The great writer had many ideas but her main concern was on education and particularly on women. In her book, she argued that human beings had the capacity to acquire new skills thereby able to differentiate right from wrong unlike animals. This formed the basis of her argument that all individuals of all ages and gender should be given equal opportunity to access education so that they develop themselves in a morally upright way.

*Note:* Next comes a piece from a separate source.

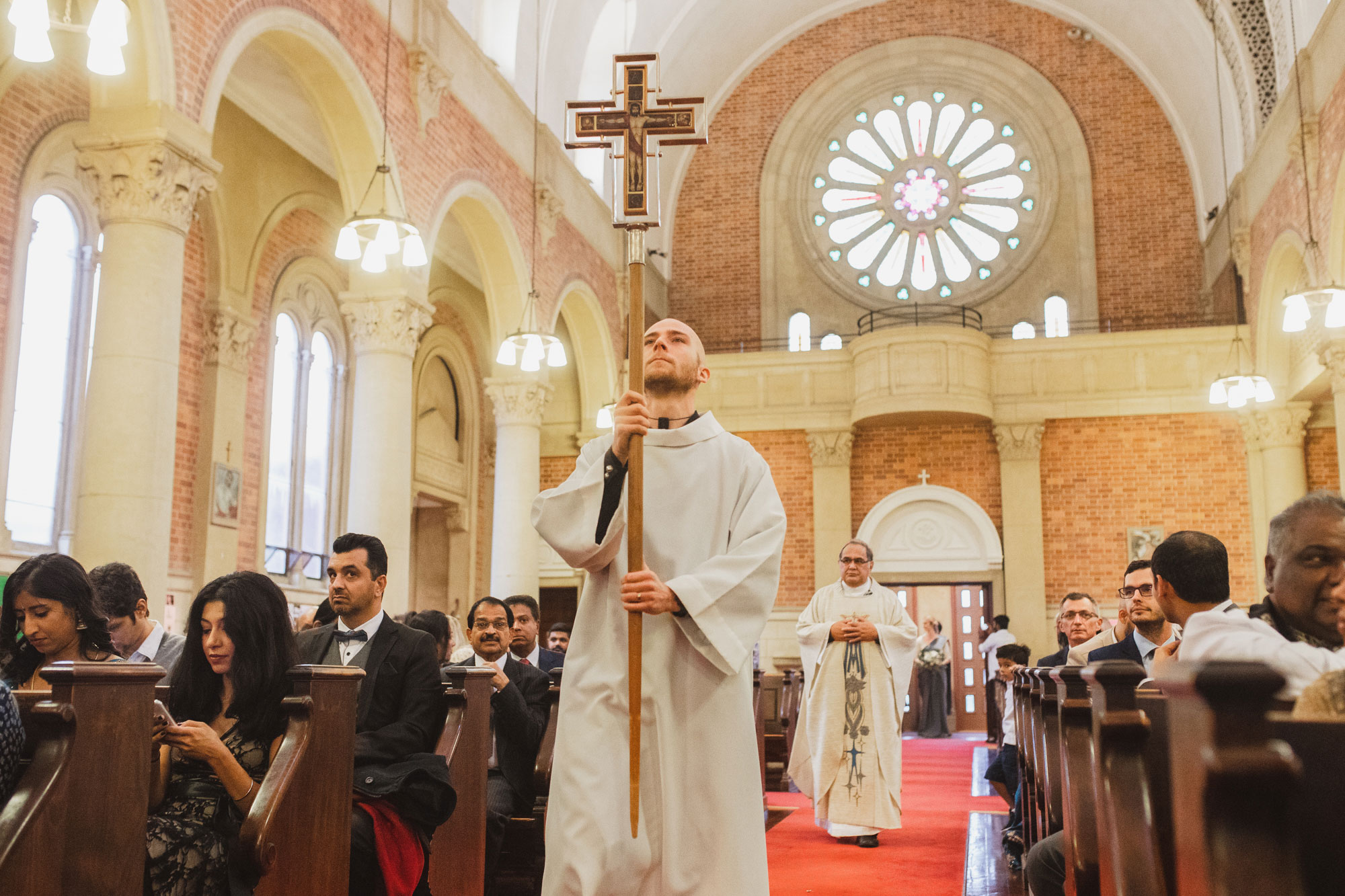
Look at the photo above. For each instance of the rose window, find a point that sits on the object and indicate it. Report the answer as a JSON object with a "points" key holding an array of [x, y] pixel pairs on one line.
{"points": [[925, 197]]}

According to Wollstonecraft, children should be allowed to develop intellectually by mixing with their age mates in schools where they get more information from research, instead of depending entirely on answers they would get from their parents. Besides, she proposed that education for boys should be similar to that for girls and that both sexes should be educated together. In contrast, most educationists thought it was not important to mix the boys and the girls since they thought that girls were still inferior to boys. In her own opinion, she thought that by mixing the two at school and allowing them to acquire the same knowledge, then the boys and girls would be able to learn the importance of gender equality at a significantly early age and this would assist them to transform the society for the better.
Besides, she had ample concern pertaining conservation of the childrens moral values. On one hand, she thought that sending them to boarding schools would damage their morality and on the other, staying at home with their parents would deny them a chance to acquire adequate knowledge they would get at school. Despite these two situations, she was not indifferent but rather proposed that private education be combined with public education. In her view, she was optimistic that this would reduce the risk of damaging morality in children.
On the other hand, women of the early days, she said, were viewed as having no significant role in the society apart from being wives in marriages so that they would sire children for their husbands. Despite the mistreatment of women, Wollstonecraft argued that they had a crucial economic besides a social value in the society. Consequently, she lamented that the women who had the ability to improve the wellbeing of their society were denied a crucial element that would assist the society to progress. Wollstonecraft strongly believed that education to women was a sufficient condition for any societys growth and progress.
In addition, she outlined that a woman must not entirely depend on her husbands intelligence as most theorists thought and must therefore acquire knowledge in form of education aimed at improving her duties as a good mother. In an effort to support the need for education to women, the author laid out two reasons for that. One of such reasons was that women are human beings, just like men, who should access education as anybody else in order to develop in an upright manner and also that the society would benefit a lot if women are educated. No one therefore, had a reason to deny women their rights to access education.
In conclusion, Wollstonecrafts book aimed at fighting for the rights of women since she thought that by denying them equal rights of acquiring education, then the society would not progress. She also thought that it was important to educate both the girl and the boy child together so that, through education, they would learn to appreciate each others gender and therefore eradicating gender inequality.